Zufolge offensichtlicher Aussichtslosigkeit der Beschwerde entfällt ein Anspruch auf unentgeltliche Rechtspflege (unentgeltliche Prozessführung und unentgeltliche Rechtsverbeiständung), und zwar unbesehen der wohl ausgewiesenen Mittellosigkeit (§ 16 GSVGer in Verbindung mit Art. 61 lit. f ATSG; vgl. Urk. 9, 10/2-8 und 12/69).


Das Gericht beschliesst:
Das Gesuch des Beschwerdeführers um Gewährung der unentgeltlichen Rechtspflege (unentgeltliche Prozessführung und unentgeltliche Rechtsverbeiständung) wird abgewiesen.


Das Gericht erkennt sodann:
1.         Die Beschwerde wird abgewiesen.
2.         Die Gerichtskosten werden auf Fr. 600.-- festgesetzt und dem Beschwerdeführer auferlegt.
Rechnung und Einzahlungsschein werden dem Kostenpflichtigen nach Eintritt der Rechtskraft zugestellt.
3.         Zustellung gegen Empfangsschein an:
- Rechtsanwalt Dr.

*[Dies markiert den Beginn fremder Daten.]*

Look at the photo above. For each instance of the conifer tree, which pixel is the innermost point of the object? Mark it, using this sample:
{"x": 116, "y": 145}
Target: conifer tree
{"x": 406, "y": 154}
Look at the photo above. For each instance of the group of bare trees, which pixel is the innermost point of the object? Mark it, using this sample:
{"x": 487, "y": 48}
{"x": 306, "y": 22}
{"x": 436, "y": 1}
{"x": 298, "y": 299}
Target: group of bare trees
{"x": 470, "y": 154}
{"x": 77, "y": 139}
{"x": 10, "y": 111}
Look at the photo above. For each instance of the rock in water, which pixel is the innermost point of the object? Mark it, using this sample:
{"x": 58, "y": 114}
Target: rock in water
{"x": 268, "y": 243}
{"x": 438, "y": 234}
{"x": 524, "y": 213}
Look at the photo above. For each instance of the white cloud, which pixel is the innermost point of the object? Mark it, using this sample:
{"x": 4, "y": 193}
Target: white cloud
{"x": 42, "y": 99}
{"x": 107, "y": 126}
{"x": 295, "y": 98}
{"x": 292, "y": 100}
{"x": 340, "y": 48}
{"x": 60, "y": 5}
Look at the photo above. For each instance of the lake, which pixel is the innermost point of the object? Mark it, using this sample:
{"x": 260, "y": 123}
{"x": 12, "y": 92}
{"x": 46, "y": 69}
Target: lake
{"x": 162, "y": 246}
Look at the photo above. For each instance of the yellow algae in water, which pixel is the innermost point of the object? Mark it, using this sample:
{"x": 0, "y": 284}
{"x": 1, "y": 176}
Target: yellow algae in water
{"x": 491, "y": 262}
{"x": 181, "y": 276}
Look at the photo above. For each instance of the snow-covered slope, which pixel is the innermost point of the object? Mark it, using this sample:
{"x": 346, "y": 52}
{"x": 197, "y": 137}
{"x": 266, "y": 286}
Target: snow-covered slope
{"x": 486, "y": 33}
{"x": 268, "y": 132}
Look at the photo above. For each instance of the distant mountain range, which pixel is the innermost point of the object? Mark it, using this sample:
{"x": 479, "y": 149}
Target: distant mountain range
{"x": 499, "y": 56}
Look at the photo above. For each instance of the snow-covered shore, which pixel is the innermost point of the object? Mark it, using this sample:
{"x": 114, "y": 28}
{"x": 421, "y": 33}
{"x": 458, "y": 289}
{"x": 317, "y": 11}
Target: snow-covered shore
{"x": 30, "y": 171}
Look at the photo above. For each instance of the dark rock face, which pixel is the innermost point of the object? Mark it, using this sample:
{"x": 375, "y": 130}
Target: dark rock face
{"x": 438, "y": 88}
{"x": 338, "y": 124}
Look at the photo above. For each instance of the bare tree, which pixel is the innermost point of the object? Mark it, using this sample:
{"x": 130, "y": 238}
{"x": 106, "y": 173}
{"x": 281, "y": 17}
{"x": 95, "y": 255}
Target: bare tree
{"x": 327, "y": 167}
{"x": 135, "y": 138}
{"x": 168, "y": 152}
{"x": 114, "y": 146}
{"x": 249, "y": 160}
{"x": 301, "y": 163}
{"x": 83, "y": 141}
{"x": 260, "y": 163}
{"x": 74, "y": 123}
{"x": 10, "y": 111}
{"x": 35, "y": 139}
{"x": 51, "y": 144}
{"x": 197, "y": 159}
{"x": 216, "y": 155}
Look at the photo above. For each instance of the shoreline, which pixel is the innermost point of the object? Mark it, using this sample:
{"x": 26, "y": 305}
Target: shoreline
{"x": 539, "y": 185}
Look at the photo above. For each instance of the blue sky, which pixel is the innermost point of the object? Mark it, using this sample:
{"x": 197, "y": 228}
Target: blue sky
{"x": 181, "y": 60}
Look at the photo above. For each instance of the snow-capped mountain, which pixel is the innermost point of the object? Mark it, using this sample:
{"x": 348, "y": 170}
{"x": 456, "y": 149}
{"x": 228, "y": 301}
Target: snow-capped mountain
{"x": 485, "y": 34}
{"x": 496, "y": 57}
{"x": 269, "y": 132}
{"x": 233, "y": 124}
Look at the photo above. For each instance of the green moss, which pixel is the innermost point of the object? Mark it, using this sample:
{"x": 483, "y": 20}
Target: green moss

Roland Ilg
- Sozialversicherungsanstalt des Kantons Zürich, IV-Stelle
- Bundesamt für Sozialversicherungen (BSV)
sowie an:
- Gerichtskasse (im Dispositiv nach Eintritt der Rechtskraft)
4.         Gegen diesen Entscheid kann innert 30 Tagen seit der Zustellung beim Bundesgericht Beschwerde eingereicht werden (Art. 82 ff. in Verbindung mit Art. 90 ff. des Bundesgesetzes über das Bundesgericht [BGG]). Die Frist steht während folgender Zeiten still: vom siebten Tag vor Ostern bis und mit dem siebten Tag nach Ostern, vom 15. Juli bis und mit dem 15. August sowie vom 18. Dezember bis und mit dem 2. Januar (Art. 46 BGG).
Die Beschwerdeschrift ist dem Bundesgericht, Schweizerhofquai 6, 6004 Luzern, zuzustellen.
Die Beschwerdeschrift hat die Begehren, deren Begründung mit Angabe der Beweismittel und die Unterschrift des Beschwerdeführers oder seines Vertreters zu enthalten; der angefochtene Entscheid sowie die als Beweismittel angerufenen Urkunden sind beizulegen, soweit die Partei sie in Händen hat (Art. 42 BGG).